David: What kind of things do you find meaningful?

PA: The growth of understanding. I think understanding is an entertainment for getting through life, because it enriches the living experience. Maybe I’m speaking just as an academic now.

David: Well, no, but your house has books in it, but it also has art.

PA: Yes.

David: You collect art and you go on holiday and you learn about Impressionists.

PA: Well, it’s enrichment, isn’t it? And I think we’re given these few decades between one form of dust and another form of dust. And I think it’s such a privilege to be interdust – interdust, not into dust! – that we should make full use of it. And so one is turned on by the joy of understanding, and I, as a scientist, I put that right at the heart of being alive.

David: Some people say ‘Science is always saying that everything is meaningless and that life is meaningless.’ And they balk at this and say that life has to have a meaning.

PA: Life is not meaningless, ultimately, because we are contributing to civilisation and all the joys, and maybe the pains, that that brings.

Ard: So David doesn’t believe in God, but he wants to find purpose in the physical universe.

PA: Purpose is…

David: What is meaning?

PA: Meaning is, I think, deeper enjoyment when you are alive. There’s no point in worrying about what enjoyment you’ll get when you’re dead. There’s no point in worrying about, you know, what enjoyment you missed before you were born.

David: Fair enough.

PA: So what you’re really doing is looking for the joys in these few decades that each of us has of being alive.
David: I’m trying to get something else, I suppose.

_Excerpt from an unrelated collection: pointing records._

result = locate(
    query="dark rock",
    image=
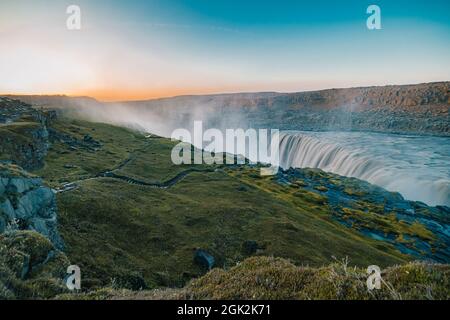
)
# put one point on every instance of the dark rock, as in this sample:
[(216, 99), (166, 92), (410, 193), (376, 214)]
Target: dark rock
[(26, 204), (250, 247)]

PA: And that joy is not just… By joy, I don’t mean selfish joy. I mean there is joy that comes from contribution to other people’s joy.

David: Right. But I suppose it’s… When Boltzmann and Zermelo come along with heat death, with entropy, it’s all ultimately… all the great works of art and all the joys and all the poetry and all the science and all our understanding will eventually end in a big, universe-sized cold soup. And the reaction was, ‘It makes everything meaningless. It’s all ultimately futile and has zero meaning.’

Do you subscribe to that? That ultimately you should look at the universe and say, ‘Look, it’s a meaningless accident, and therefore everything that happens in it is a meaningless accident.’

PA: That would be such a barren view.

David: Yes. But sometimes one gets the feeling that that’s what’s being pushed by some people in science.

PA: Well, if I were a cosmic being and stood back and looked at the lifespan of this universe over a span of a trillion years, I would see it as a mere flea on the cosmic entity. In which case, we’d be totally meaningless. But we’re not that sort of being, and I think that we see life on the scale of millennia, if we think big enough. We can see joy and delight and all those things that contribute to the pleasure of being alive. So grasp the moment. Carpe diem. The diem might be a trillion years, but it’s still there to be grasped.